High-Resolution Cryo-EM Structure of the Cardiac Actomyosin Complex

Abstract

Heart contraction depends on a complicated array of interactions between sarcomeric proteins required to convert chemical energy into mechanical force. Cyclic interactions between actin and myosin molecules, controlled by troponin and tropomyosin, generate the sliding force between the actin-based thin and myosin-based thick filaments. Alterations in this sophisticated system due to missense mutations can lead to cardiovascular diseases. Numerous structural studies proposed pathological mechanisms of missense mutations at the myosin-myosin, actin-tropomyosin, and tropomyosin-troponin interfaces. However, despite the central role of actomyosin interactions a detailed structural description of the cardiac actomyosin interface remained unknown. Here, we report a cryo-EM structure of a cardiac actomyosin complex at 3.8 Å resolution. The structure reveals the molecular basis of cardiac diseases caused by missense mutations in myosin and actin proteins.

Keywords: actin; cardiac muscle; cryoelectron microscopy; myosin.

Fig. 1. Intermolecular interactions in the cardiac actomyosin rigor complex.

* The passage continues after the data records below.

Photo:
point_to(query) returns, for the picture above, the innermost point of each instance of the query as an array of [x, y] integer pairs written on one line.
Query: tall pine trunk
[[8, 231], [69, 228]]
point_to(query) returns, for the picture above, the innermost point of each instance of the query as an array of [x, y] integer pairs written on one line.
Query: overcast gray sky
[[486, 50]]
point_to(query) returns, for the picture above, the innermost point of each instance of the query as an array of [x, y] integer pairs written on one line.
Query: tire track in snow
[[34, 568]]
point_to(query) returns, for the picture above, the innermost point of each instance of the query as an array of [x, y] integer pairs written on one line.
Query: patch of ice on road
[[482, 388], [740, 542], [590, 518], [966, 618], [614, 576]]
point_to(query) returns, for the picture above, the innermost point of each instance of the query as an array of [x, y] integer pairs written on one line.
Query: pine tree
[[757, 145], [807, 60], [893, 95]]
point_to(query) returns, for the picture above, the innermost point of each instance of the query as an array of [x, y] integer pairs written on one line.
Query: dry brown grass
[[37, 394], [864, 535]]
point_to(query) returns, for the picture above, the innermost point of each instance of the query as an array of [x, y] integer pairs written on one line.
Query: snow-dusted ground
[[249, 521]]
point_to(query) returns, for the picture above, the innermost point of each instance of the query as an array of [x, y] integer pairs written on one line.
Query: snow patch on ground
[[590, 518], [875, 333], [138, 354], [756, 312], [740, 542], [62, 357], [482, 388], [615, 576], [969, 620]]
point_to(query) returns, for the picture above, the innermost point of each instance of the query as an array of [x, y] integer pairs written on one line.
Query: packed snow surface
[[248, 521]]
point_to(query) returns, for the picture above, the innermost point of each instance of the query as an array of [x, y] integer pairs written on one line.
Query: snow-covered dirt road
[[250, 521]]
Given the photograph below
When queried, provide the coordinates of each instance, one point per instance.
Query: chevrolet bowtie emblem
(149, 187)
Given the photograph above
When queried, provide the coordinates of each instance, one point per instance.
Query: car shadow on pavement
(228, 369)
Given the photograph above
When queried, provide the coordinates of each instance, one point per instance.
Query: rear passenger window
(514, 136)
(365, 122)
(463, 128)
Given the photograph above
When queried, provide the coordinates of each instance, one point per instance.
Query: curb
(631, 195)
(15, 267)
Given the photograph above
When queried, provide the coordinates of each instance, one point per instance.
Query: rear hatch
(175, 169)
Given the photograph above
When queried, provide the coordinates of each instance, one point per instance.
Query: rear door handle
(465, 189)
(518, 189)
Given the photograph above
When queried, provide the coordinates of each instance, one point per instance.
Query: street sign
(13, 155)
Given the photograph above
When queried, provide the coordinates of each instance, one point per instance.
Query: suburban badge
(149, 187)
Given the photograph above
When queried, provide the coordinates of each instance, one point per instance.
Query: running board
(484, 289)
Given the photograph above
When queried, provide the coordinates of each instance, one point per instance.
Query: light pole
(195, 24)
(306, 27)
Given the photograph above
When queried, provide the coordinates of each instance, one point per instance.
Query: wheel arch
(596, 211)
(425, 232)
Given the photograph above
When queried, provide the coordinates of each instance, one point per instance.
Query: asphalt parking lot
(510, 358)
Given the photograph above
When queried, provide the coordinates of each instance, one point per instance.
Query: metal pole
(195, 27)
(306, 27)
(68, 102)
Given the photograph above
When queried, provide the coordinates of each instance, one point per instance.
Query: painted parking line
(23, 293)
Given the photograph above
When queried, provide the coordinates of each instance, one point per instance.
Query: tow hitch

(A) Atomic model of the cardiac actomyosin complex shows structural elements of cardiac myosin involved in interactions with actin and tropomyosin: CM loop (blue ribbons), loop 2 (red ribbons), loop 4 (yellow ribbons), HLH motif (cyan ribbons), and loop 3 (brown ribbons). Actin atoms are tan, tropomyosin is black, while myosin motor domain is plum. Myosin residues involved in interactions with actin are in magenta while myosin residues involved in intra-myosin contacts are in green. (B-H) Detailed interfaces between myosin tropomyosin and actin are shown for CM loop (B and C), loop 2 (D), loop 4 (E), HLH motif (F and G), and loop 3(H).

Fig. 2. Interface between the converter domain of myosin and myosin ELC.

3D map of actomyosin complex filtered to 7 Å resolution shows the full size ELC (cyan) and traces of the RLC (green letters). A portion of bovine cardiac motor domain (residues 1–130, 647–806) along with the bound ELC (PDB: 6FSA) (Robert-Paganin et al., 2018) matches our density map (red arrow) to confirm that myosin R723 and R780 (blue atoms) of converter domain interact with E135, D136, E139 and R142 (orange atoms) of the myosin ELC (insert). Actin shown in tan, tropomyosin in black, myosin motor domain in plum, while ELC is cyan.

Fig. 3. Positioning of myosin pathological variants at the cardiac actomyosin interface.

(A) Atomic model of the cardiac actomyosin complex shows structural elements of cardiac myosin involved in interactions with actin and tropomyosin: CM loop (blue ribbons), loop 2 (red ribbons), loop 4 (yellow ribbons), HLH motif (cyan ribbons), and loop 3 (brown ribbons). Actin atoms are tan, tropomyosin is black, while myosin motor domain is plum. (B-G) Myosin pathogenic variants are in magenta, while residues involved in interaction with those variants are in green. The proposed interactions are indicated with colored arrows. Pathogenic variants are shown for CM loop (B), loop 2 (C), loop 4 (D), HLH motif (E and F), and loop 3 (G).

Fig. 4. Actin pathological variants.

Positioning of the seven actin regions that harbor actin missense mutations linked to cardiomyopathies is shown with black boxes on our model and is linked to the inserts as follows: actomyosin interface with CM loop and loop 2 (A), D-loop in SD2 of actin (B), two major helixes (78–92 and 112–126) in SD1 of actin (C), upper part of SD4 of actin (D), lower portion of SD3 of actin (E), Tm binding interface (F), and hydrophobic plug (HP) (G). Actin molecules in the two strands are either tan or grey, tropomyosin is black, while myosin is plum. The two views of the model are related by 180° rotation around actin helical axis. Actin pathogenic variants are in magenta, while their interacting partners are in green. The proposed interactions are marked with colored arrows.